A BRIEF ACCOUNT OF THE OLD AND NEW PORTS, 

WRITTEN TO MARK THE 175TH ANNIVERSARY OF THE OPENING OF ‘THE NEW PORT’

 by Brian Samuels

Introduction

The name Port Adelaide is commonly used to refer to both the town and the harbour/port. Hence in this discussion it will be important to be clear about which is being referred to.

The settlement at the original landing place on what was then called the Port Creek was never large enough to be called a town. Ron Parsons suggests that its ‘foundation day’ was 6 January 1837, the day the Colony’s Harbour Master Captain Thomas Lipson and his family travelled from the Buffalo in its barge to take up residence there (p13). That settlement was superseded by the town of Port Adelaide on its current site in 1840.

On the other hand, when on 25 May 1837 Governor Hindmarsh proclaimed a large portion of the Port Creek estuary ‘a legal port’ and named it ‘Port Adelaide’ the boundaries were defined and several areas of land and water given names. The legal port stretched from near Snapper Point at the top of Lefevre’s Peninsula to a statute mile above the then landing place.
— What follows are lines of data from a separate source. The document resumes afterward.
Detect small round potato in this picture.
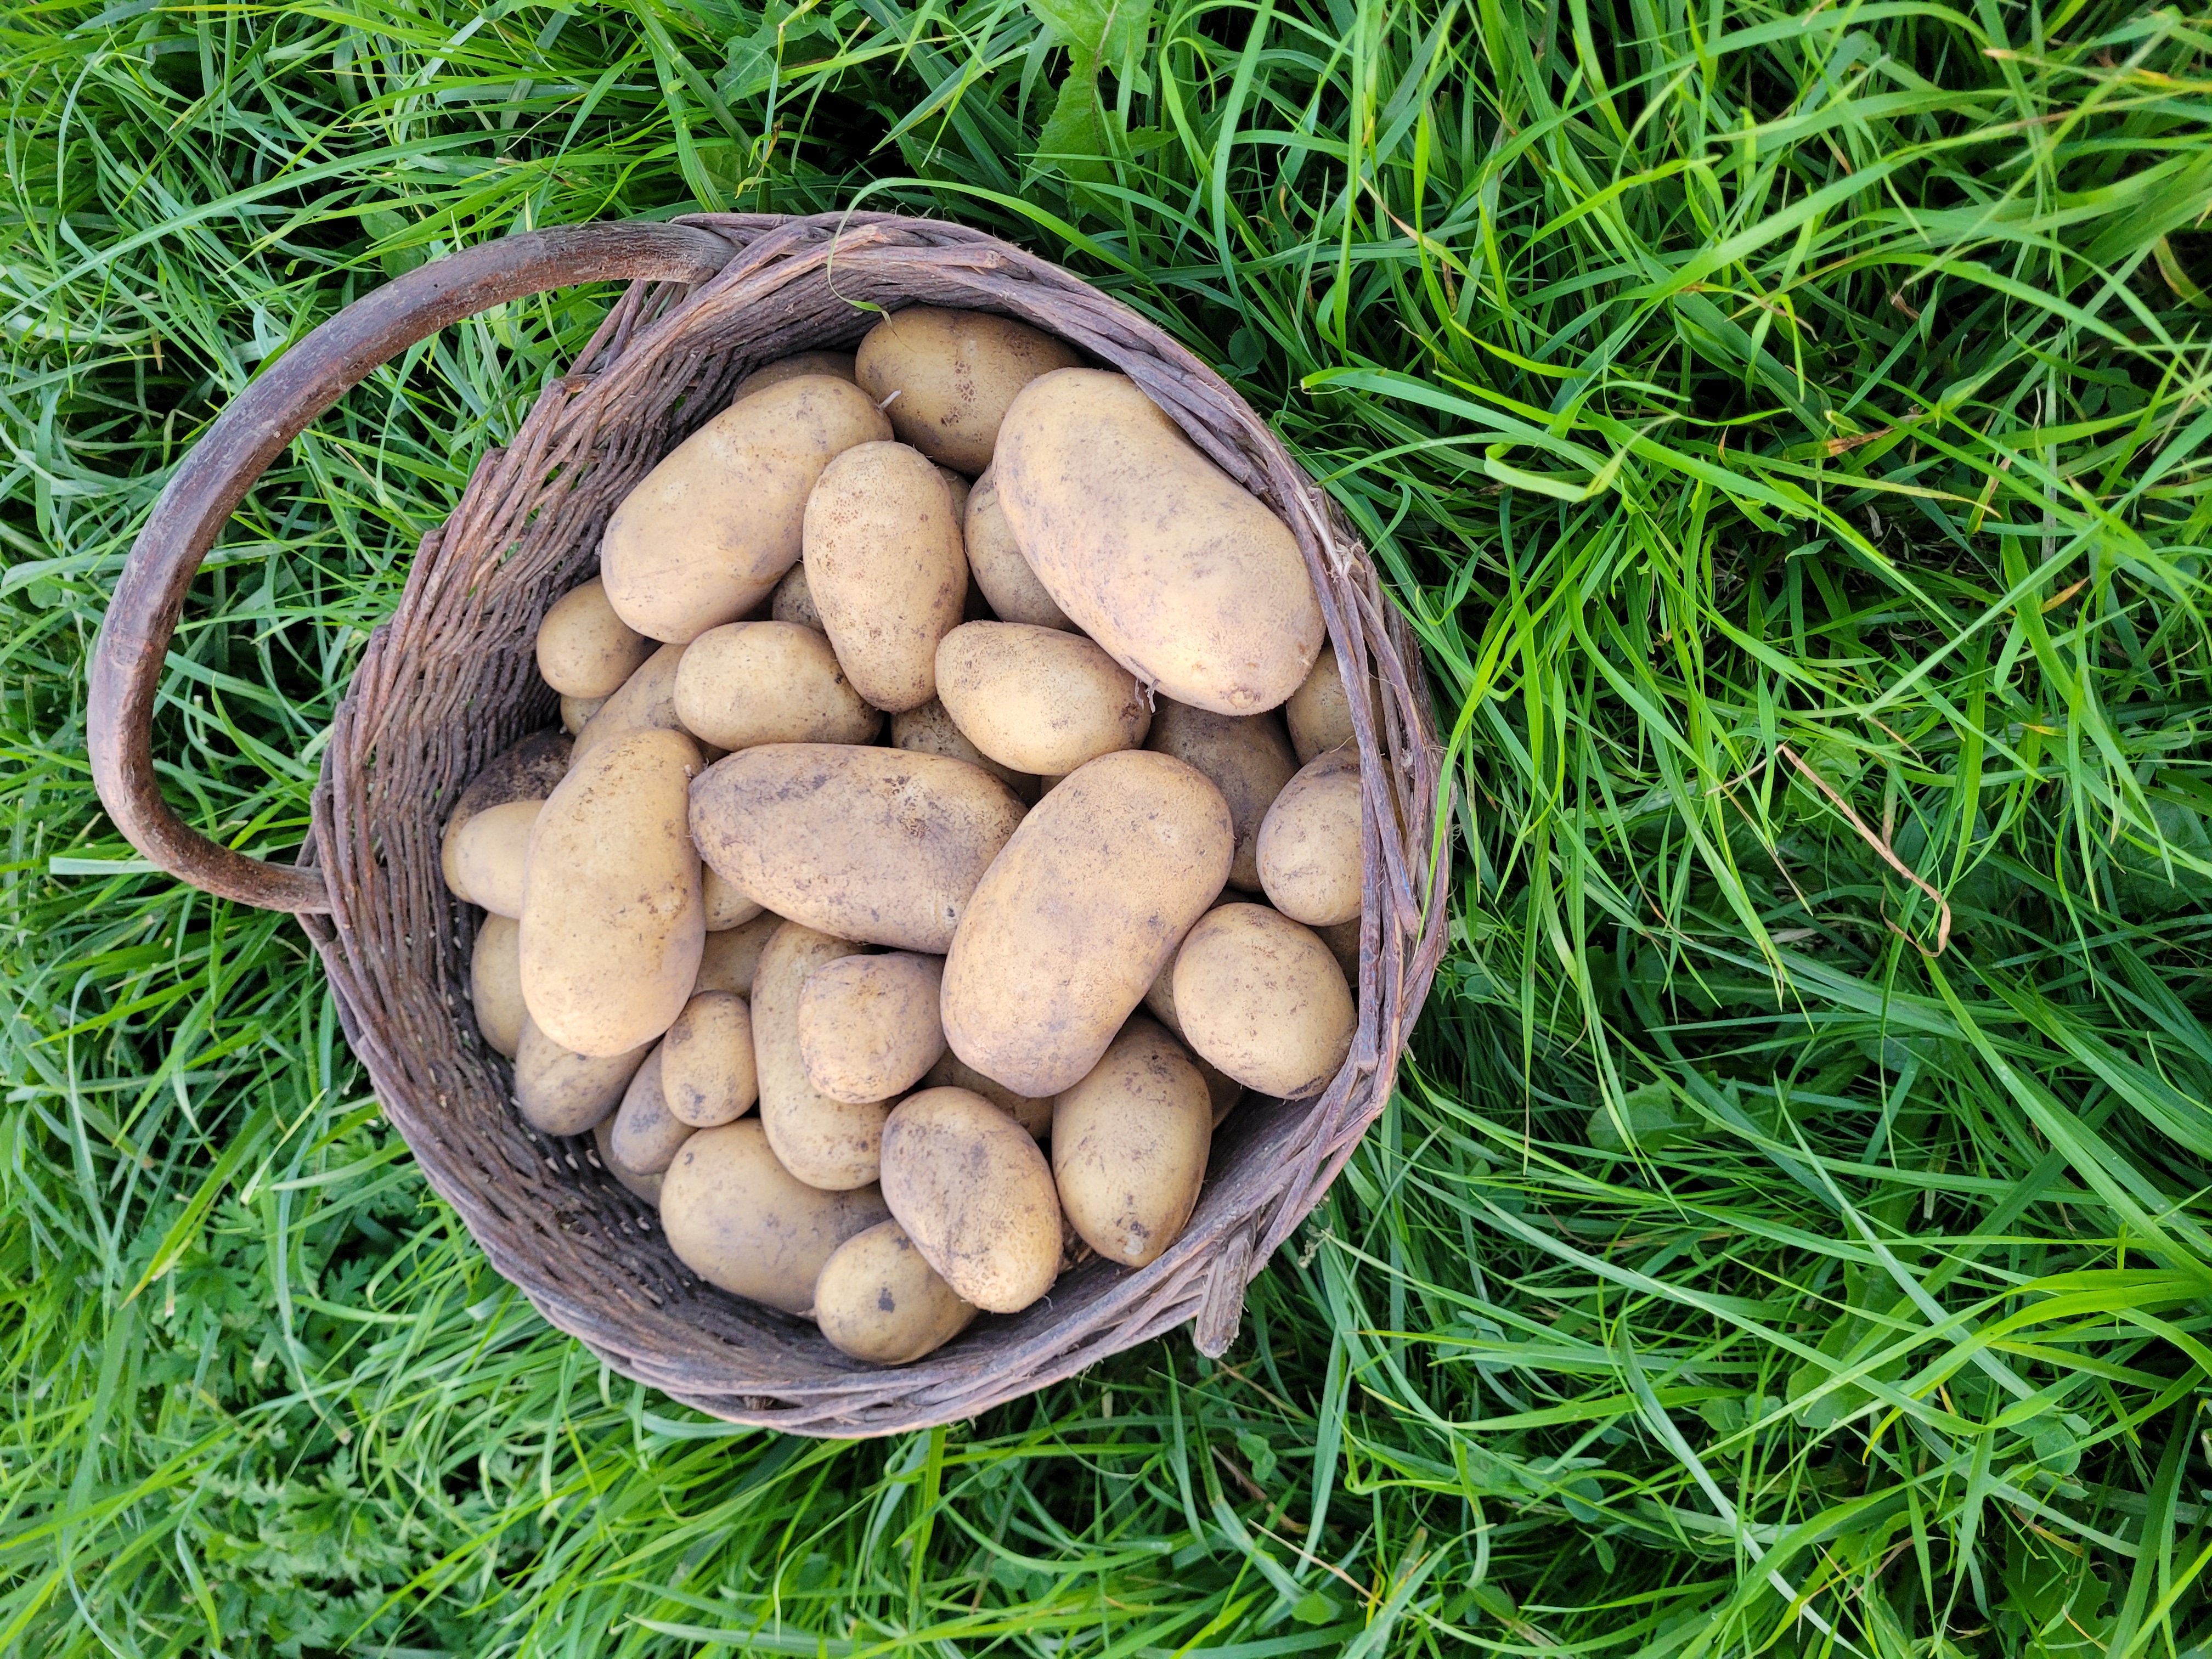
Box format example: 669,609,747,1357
753,921,885,1190
798,953,946,1105
450,798,541,919
735,351,857,400
439,729,571,903
879,1088,1062,1313
963,469,1071,630
659,991,758,1127
572,641,691,761
813,1220,977,1364
695,910,781,997
1053,1017,1210,1268
515,1015,652,1136
610,1047,695,1175
1257,749,1363,926
702,865,765,932
537,577,656,698
594,1116,663,1204
471,914,526,1058
560,693,606,736
922,1052,1052,1139
1146,699,1297,891
892,698,1036,800
1172,904,1355,1098
804,442,968,713
855,307,1084,473
1286,644,1356,762
659,1120,889,1314
934,622,1152,776
771,562,823,631
673,621,883,752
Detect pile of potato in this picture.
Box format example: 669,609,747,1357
442,308,1367,1367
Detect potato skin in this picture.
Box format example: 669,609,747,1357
804,442,968,714
879,1088,1062,1313
1257,749,1364,927
1146,700,1297,891
935,622,1151,776
1052,1016,1210,1267
572,641,690,761
701,864,765,932
537,577,656,698
659,991,758,1127
470,914,527,1058
595,1116,663,1204
799,953,946,1105
813,1220,977,1364
520,728,707,1058
560,693,606,737
610,1047,695,1175
691,745,1025,953
450,798,541,919
964,468,1071,629
601,376,891,643
855,308,1083,473
941,750,1233,1098
515,1016,652,1136
659,1120,889,1314
673,621,882,751
1286,644,1356,761
694,910,780,997
735,351,857,400
440,730,571,903
996,370,1324,714
935,465,972,522
1172,904,1355,1098
771,562,823,631
893,698,1036,800
752,921,885,1190
921,1052,1052,1139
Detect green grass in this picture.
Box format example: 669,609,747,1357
4,0,2212,1651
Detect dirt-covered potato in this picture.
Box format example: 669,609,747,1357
804,442,967,713
1146,699,1297,891
560,693,606,737
607,1047,694,1175
659,1120,889,1313
996,370,1324,715
515,1015,652,1136
798,952,946,1105
572,641,691,761
594,1116,663,1204
439,729,571,904
854,308,1084,473
941,750,1233,1098
1052,1016,1210,1268
1257,749,1363,926
934,622,1152,776
771,562,823,631
659,991,758,1127
1285,644,1358,762
673,620,882,751
694,909,780,996
879,1088,1061,1312
471,914,526,1058
1137,907,1245,1125
691,746,1025,953
702,864,765,932
520,728,706,1057
536,577,656,699
921,1052,1052,1139
753,921,885,1190
891,698,1036,800
601,376,891,643
963,468,1071,630
1172,903,1355,1098
813,1220,976,1364
735,350,857,400
449,798,540,918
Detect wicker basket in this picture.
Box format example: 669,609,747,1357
89,212,1448,1436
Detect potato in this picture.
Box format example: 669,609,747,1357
440,729,571,902
691,745,1025,953
572,641,689,761
450,798,541,919
879,1088,1061,1312
659,1120,889,1314
515,1015,652,1136
595,1116,663,1204
803,442,967,713
1052,1016,1210,1268
673,621,882,751
934,622,1152,776
771,562,823,631
1316,916,1362,983
536,577,656,699
520,728,706,1057
695,909,780,996
1172,904,1355,1098
1136,931,1245,1127
799,953,945,1105
701,864,765,932
1145,700,1296,891
854,308,1083,473
601,376,891,642
659,991,758,1127
1257,749,1363,926
921,1052,1052,1139
470,914,526,1058
996,370,1324,714
1286,644,1356,761
736,350,857,400
814,1220,976,1364
753,921,885,1190
560,693,606,736
935,465,972,522
941,750,1232,1097
892,698,1036,800
963,468,1071,629
605,1046,692,1175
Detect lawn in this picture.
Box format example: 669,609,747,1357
5,0,2212,1652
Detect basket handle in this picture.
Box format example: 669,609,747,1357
88,219,735,915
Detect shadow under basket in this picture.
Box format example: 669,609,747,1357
89,211,1449,1436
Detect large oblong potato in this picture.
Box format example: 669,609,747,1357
735,350,857,401
813,1220,977,1365
471,914,526,1058
798,953,946,1105
855,308,1084,473
536,577,656,698
1146,699,1297,891
1257,749,1364,926
691,746,1025,953
964,469,1071,629
515,1016,652,1136
673,621,882,752
601,376,891,643
659,991,758,1127
1286,644,1356,761
520,728,706,1058
1172,904,1355,1098
659,1120,889,1314
571,641,690,761
941,750,1232,1098
752,921,885,1190
879,1088,1062,1313
996,369,1324,714
440,729,571,903
610,1047,695,1175
804,442,967,713
450,798,541,919
1053,1016,1211,1268
934,622,1152,776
The First Landing Place (‘Port Misery’)

South Australia’s first official European settlers arrived in Nepean Bay, Kangaroo Island, on the Duke of York on 27 July 1836. Surveyor-General Colonel William Light arrived just over three weeks later in command of the Rapid and had sole authority to decide on the location for the Capital. In December of that year he chose the present site of Adelaide, with the Port Creek (now River) as its harbour. If an adequate supply of fresh water had been available in 1836 there is every chance the River would have had the Colony’s capital sited on its banks.
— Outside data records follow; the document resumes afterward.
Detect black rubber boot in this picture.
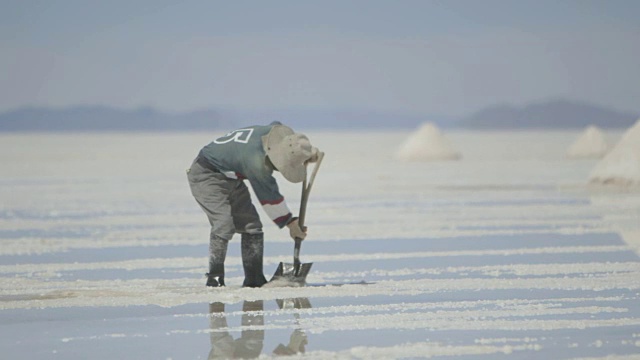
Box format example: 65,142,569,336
206,273,225,287
241,233,268,288
206,236,228,287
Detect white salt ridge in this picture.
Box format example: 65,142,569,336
240,342,540,359
572,356,640,360
0,222,612,256
342,343,541,359
317,261,640,280
2,271,639,310
0,227,602,254
590,119,640,185
475,337,540,345
180,304,630,334
0,246,631,275
180,307,635,333
174,296,624,319
396,122,461,161
298,315,640,334
566,126,609,159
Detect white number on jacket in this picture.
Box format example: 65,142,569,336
213,128,254,144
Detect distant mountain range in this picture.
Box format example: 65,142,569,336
0,99,637,131
459,99,638,129
0,106,451,131
227,108,451,130
0,106,234,132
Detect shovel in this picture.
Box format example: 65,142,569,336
270,152,325,285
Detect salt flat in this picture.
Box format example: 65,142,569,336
1,130,640,359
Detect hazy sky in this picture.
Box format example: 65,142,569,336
1,0,639,116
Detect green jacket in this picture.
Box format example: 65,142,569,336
199,122,293,228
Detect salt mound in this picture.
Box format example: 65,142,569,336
589,119,640,186
566,125,608,159
396,123,461,161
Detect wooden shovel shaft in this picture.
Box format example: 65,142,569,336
293,152,325,268
298,154,323,227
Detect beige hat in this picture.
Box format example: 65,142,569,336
262,125,314,183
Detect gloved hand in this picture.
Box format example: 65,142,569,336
306,147,320,163
287,217,307,241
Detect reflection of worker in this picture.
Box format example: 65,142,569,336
273,298,312,356
208,301,264,359
187,122,319,287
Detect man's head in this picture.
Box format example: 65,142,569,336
262,124,316,183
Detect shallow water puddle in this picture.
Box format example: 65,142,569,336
2,289,640,359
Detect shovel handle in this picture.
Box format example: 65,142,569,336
293,152,325,268
298,151,324,227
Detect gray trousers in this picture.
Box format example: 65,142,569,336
187,160,263,271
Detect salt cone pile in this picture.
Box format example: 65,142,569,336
589,119,640,186
566,125,608,159
396,123,461,161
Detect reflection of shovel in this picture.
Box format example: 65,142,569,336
270,152,325,285
273,298,312,355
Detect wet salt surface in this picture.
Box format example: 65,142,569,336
2,291,640,359
2,131,640,359
6,259,640,360
0,232,627,266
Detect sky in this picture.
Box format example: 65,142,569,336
1,0,639,117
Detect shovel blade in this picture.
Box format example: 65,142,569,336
270,262,313,285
Light selected a temporary landing place on the Creek which subsequently earnt the title ‘Port Misery’ due to the primitive landing conditions. He preferred a site at the North Arm of the River, but acknowledged that the new colony could not afford to build a road to it.
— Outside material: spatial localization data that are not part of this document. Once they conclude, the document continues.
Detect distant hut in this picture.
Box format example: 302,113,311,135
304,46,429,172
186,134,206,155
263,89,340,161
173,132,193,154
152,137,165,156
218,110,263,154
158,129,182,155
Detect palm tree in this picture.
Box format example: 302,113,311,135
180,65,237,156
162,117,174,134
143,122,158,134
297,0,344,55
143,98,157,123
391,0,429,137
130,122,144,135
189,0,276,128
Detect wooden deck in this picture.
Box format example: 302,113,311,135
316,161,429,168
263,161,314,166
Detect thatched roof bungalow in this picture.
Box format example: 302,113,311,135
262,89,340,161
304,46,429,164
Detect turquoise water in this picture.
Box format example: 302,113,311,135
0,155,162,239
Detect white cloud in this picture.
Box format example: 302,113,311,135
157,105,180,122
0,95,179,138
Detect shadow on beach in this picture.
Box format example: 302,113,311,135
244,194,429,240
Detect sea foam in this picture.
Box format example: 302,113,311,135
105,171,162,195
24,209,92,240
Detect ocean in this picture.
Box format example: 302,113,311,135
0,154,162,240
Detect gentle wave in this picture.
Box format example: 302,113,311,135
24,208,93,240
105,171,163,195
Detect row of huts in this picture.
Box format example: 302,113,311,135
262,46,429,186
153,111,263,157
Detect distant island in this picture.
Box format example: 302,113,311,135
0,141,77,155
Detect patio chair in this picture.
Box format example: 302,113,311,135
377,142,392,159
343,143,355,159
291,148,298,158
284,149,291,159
The site was chosen for its accessibility, being the nearest to firm ground, where the mangrove belt was thinnest. During the first year a canal was cut through the mangroves to the foot of the sandhills and a small staging constructed. An 1840 ‘Plan of the Old and New Ports’ shows the canal ending at the intersection of the modern Old Port Rd and Webb St.

The closest full-sized vessels could safely anchor was near the site of the modern Jervois Bridge. At high tide passengers and cargo could be brought up the canal in small rowing boats. At low tide not even small boats could reach it so passengers had to wade or be piggy-backed ashore. It served the infant colony from 1837 to 1840, when it was replaced by a landing place with proper wharves further downstream – the genesis of Port Adelaide on its present site.